One has to plan for the future, the long future. No Muslim country can be permitted to acquire weapons of mass destruction. And where a Muslim country — i.e. Pakistan — has managed to do so, with the collaboration of some Westerners and the criminal negligence of several Western powers, then all measures must be taken to ensure that that country lacks the ability to deliver that weaponry. All measures must also be taken to ensure that constant pressure is put on that country to put those weapons, for “permanent safekeeping,” into the hands of a powerful, insistent, and if necessary most ferocious non-Muslim power.
It is not only a question of the current regime, but of future regimes in Iran. And it is not only a question of regimes but of groups and groupuscules and individuals who, inspired by their faith, might lay their hands on such weaponry or help other groups to do so. That is the problem.
And that is why those reports of some dissension within the ranks may be of interest, but cannot be allowed to prevent sensible action against that nuclear project itself, however tenuous one may guess or know that a particular unsavory regime is in power.
The existence or possession of such weapons by a state populated by Muslims, whatever the regime in question, is what must not be forgotten.
But of course, much more than a little dissension in the ranks of the Iranian leadership is being used as an excuse to do nothing.
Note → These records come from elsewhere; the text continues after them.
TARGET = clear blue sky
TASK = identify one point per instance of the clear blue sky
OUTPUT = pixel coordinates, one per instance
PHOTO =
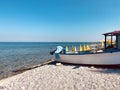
(58, 20)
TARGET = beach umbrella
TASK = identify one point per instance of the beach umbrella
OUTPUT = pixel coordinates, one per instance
(87, 48)
(109, 42)
(102, 43)
(80, 48)
(73, 49)
(84, 48)
(67, 49)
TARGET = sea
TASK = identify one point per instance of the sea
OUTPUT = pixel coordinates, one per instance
(14, 55)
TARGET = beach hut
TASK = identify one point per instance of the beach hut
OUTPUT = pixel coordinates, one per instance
(117, 41)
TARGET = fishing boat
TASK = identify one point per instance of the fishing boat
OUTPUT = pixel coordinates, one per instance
(109, 55)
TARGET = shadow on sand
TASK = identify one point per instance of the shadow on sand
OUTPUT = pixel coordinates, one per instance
(108, 69)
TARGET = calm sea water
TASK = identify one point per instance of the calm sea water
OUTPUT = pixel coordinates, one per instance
(14, 55)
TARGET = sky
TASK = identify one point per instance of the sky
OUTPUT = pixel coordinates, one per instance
(57, 20)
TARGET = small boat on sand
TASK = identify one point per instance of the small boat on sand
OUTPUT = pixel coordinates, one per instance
(109, 55)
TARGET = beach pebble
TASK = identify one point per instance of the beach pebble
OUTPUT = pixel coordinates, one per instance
(51, 77)
(58, 64)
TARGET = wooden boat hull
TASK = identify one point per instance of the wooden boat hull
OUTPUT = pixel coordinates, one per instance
(91, 59)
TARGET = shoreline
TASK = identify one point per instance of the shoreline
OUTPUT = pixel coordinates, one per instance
(70, 77)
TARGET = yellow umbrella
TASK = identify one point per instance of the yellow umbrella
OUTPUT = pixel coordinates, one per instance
(67, 49)
(80, 48)
(84, 48)
(109, 42)
(73, 49)
(87, 48)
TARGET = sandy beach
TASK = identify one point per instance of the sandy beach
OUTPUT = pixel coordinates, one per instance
(64, 77)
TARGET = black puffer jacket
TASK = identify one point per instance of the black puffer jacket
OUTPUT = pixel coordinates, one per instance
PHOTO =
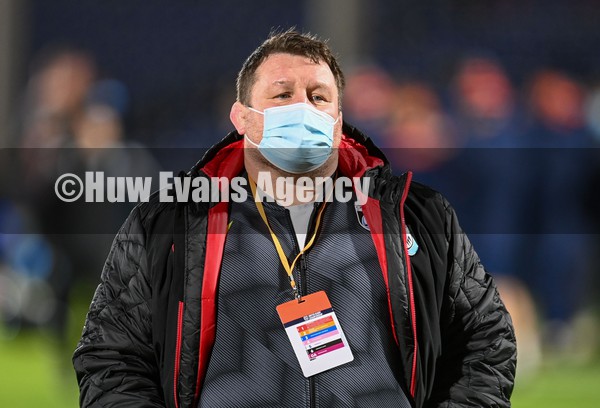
(151, 324)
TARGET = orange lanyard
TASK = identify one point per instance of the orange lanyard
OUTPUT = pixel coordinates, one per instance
(284, 261)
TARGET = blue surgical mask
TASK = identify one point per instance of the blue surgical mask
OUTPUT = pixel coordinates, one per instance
(297, 138)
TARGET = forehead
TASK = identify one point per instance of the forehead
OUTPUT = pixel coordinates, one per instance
(288, 68)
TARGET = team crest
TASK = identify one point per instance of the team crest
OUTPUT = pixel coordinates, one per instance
(361, 217)
(411, 245)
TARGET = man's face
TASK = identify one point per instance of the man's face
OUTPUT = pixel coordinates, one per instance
(285, 79)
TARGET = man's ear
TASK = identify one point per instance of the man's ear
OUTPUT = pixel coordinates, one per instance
(238, 117)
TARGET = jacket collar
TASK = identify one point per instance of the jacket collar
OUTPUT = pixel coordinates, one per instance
(357, 154)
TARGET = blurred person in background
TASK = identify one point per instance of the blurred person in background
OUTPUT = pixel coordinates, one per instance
(496, 187)
(72, 124)
(185, 315)
(559, 255)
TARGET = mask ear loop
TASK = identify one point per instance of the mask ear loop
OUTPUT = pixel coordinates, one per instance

Consider: Shah Abbas forced the Armenians and Jews of Tabriz to convert overnight. And there is a direct line from that incident to the sign, required by a law of the Islamic Republic of Iran, in the window of a restaurant that Ms. Nafisi mentioned en passant — very much en passant. Ms. Nafisi is of course still counting her royalties from the inspirational “Reading ‘Lolita’ in Tehran,” the book that shows there is nothing to worry about because Literature Offers Liberation and a Way Out. But she does casually note, in her uplifting and feelgood narrative, a sign in a restaurant window that let would-be diners know that they should watch out, because the owner was Armenian and hence “najis,” unclean.
One wonders how many intelligent people in Iran, or among the Iranians intelligently in exile, wish that Islam had never arrived. For it was a “gift” from far more primitive people, a gift that for the Iranians keeps on giving — trouble, pain, anguish, mental desarroi. How many secretly would wish they could tow their own country out to sea somewhere, away from the Arabs and the other Muslims, adopt Zoroastrianism or Christianity or nothing at all but the cult of poesy (Sa’adi, Hafiz, Firdowsi, Omar Khayyam) and let Persians, as they see it, be Persians?
But even that wish from so many hearts, unfortunately, is no excuse to do nothing.